Protein LLM: Teaching Language Models to Understand Proteins

20 Mar 2026 in Research on Llm, Protein, Multimodal, Esm3, Series-overview 2026-04-06

A living overview of the Protein LLM project — bridging ESM-3 protein embeddings with large language models through supervised fine-tuning and reinforcement learning. This post summarizes the full journey and links to detailed deep dives.

The Project

Can we teach a language model to effectively leverage protein structural embeddings — going beyond raw amino acid sequences to reason about structure, function, and evolutionary relationships — by bridging a protein encoder with an LLM?

This is a living summary of the Protein LLM project. Each section captures a phase of the work and links to the full write-up. New entries will be added as the project progresses.

The Architecture

We connect two worlds: ESM-3, a protein foundation model that encodes structural and evolutionary knowledge into 1536-dimensional embeddings, and Qwen3-8B-Instruct, a general-purpose LLM. A learnable bridge (pooling + projector) translates between them. ESM-3 stays frozen; the LLM adapts via LoRA.

To isolate what each component contributes, we designed a four-way comparison:

Approach	How protein enters the LLM	Trainable params
Text	Raw sequence as `<protein>MKTL...</protein>` tokens	~2M (LoRA only)
MLP	ESM-3 → AttentionPooling (32 tokens) → MLP projector	~32.5M
Perceiver	ESM-3 → Perceiver Resampler (cross-attention)	~31.4M
Flamingo	ESM-3 → Perceiver → Gated cross-attention at LLM layers	~120-150M

We also explored the full training pipeline: SSL (continued pre-training on biology literature) → SFT (instruction fine-tuning on protein tasks) → GRPO (reinforcement learning with verifiable rewards).
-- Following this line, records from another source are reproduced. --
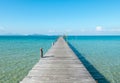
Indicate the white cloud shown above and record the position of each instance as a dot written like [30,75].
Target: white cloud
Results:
[99,28]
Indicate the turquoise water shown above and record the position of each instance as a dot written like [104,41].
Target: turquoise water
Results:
[18,54]
[101,55]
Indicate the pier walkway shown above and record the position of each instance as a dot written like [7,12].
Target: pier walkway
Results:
[59,65]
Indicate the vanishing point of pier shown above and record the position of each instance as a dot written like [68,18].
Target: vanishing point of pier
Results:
[59,65]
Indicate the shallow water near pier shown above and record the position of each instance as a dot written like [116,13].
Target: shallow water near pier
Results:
[18,54]
[103,53]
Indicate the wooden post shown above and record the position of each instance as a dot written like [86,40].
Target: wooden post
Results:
[41,52]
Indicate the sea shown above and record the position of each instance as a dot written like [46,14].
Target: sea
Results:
[99,54]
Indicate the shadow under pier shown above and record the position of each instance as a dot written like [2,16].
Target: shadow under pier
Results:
[92,70]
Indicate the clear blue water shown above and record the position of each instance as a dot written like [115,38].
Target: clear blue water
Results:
[100,54]
[18,54]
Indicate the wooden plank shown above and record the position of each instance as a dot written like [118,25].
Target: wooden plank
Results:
[59,65]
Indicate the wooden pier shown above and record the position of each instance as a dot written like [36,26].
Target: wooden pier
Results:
[59,65]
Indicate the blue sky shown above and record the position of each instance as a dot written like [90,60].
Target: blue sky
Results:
[77,17]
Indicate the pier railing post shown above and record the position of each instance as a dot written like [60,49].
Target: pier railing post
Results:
[41,52]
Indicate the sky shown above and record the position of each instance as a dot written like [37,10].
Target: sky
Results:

Read the full story: Part 1 — Building a Protein-Understanding LLM

Scaling Data: 50K → 4.9 Million Samples

Our first 50K-sample run proved the architecture converges. But one data source wasn’t enough — the model learned one annotation style and struggled to generalize. We assembled 4.89 million instruction pairs from six sources: Mol-Instructions, Swiss-Prot, ProteinLMDataset, SwissProtCLAP, ProtDescribe, and Protein2Text-QA.
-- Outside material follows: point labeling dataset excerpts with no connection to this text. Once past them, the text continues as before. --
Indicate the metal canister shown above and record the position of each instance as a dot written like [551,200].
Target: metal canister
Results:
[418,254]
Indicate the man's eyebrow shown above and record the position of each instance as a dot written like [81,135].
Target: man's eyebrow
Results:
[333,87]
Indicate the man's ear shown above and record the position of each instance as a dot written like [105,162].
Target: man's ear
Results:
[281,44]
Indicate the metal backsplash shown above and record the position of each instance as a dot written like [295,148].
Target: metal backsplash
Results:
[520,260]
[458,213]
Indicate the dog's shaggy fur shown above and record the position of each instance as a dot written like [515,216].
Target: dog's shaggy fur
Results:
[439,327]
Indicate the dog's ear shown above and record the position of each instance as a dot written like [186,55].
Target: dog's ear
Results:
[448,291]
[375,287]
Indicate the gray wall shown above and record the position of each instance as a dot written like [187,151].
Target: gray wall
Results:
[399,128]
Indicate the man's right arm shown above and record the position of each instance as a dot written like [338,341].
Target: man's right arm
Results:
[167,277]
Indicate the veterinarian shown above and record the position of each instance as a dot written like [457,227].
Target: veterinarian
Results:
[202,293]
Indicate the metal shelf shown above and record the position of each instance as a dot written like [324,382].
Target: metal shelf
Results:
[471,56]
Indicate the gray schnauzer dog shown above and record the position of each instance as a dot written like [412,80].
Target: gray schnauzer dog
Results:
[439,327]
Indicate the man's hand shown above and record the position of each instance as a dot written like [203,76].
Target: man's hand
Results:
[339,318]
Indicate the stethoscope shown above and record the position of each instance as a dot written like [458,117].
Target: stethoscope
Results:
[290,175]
The result was substantial (note: these numbers are from the original 4.89M dataset, before curation to 1.82M — see caveat below):

Metric	50K / Qwen3-4B	4.89M / Qwen3-8B	Change
eval_loss	3.64	0.361	-90.1%*
BLEU (best, step 9250)	—	0.315	first measurement
ROUGE-L (best, step 9250)	—	0.515	first measurement

*This comparison spans both a model change (4B→8B) and data change (50K→4.89M). On the same 8B model, data scaling alone gave an 81% reduction (1.91→0.361).

The key observation: data diversity and scale together produced the largest gains, substantially exceeding the effect of model scaling alone. 72% of proteins appear across multiple sources but described differently each time — function annotations, structural domains, QA pairs, long-form paragraphs. We hypothesize that multiple annotation perspectives help generalization, though disentangling diversity from scale requires further experiments.

Important: The 4.89M dataset was later refined to 1.82M samples after discovering protein overlap between train and evaluation splits. The eval_loss numbers above may be inflated by this leakage. Re-evaluation on the curated dataset is planned.

Read the full story: Part 2 — Scaling to 4.9 Million Samples

Reinforcement Learning: The Gradient Routing Problem

With a strong SFT checkpoint in hand, we applied GRPO (Group Relative Policy Optimization) using verifiable rewards — no reward model needed, just computed metrics like pLDDT structural quality scores.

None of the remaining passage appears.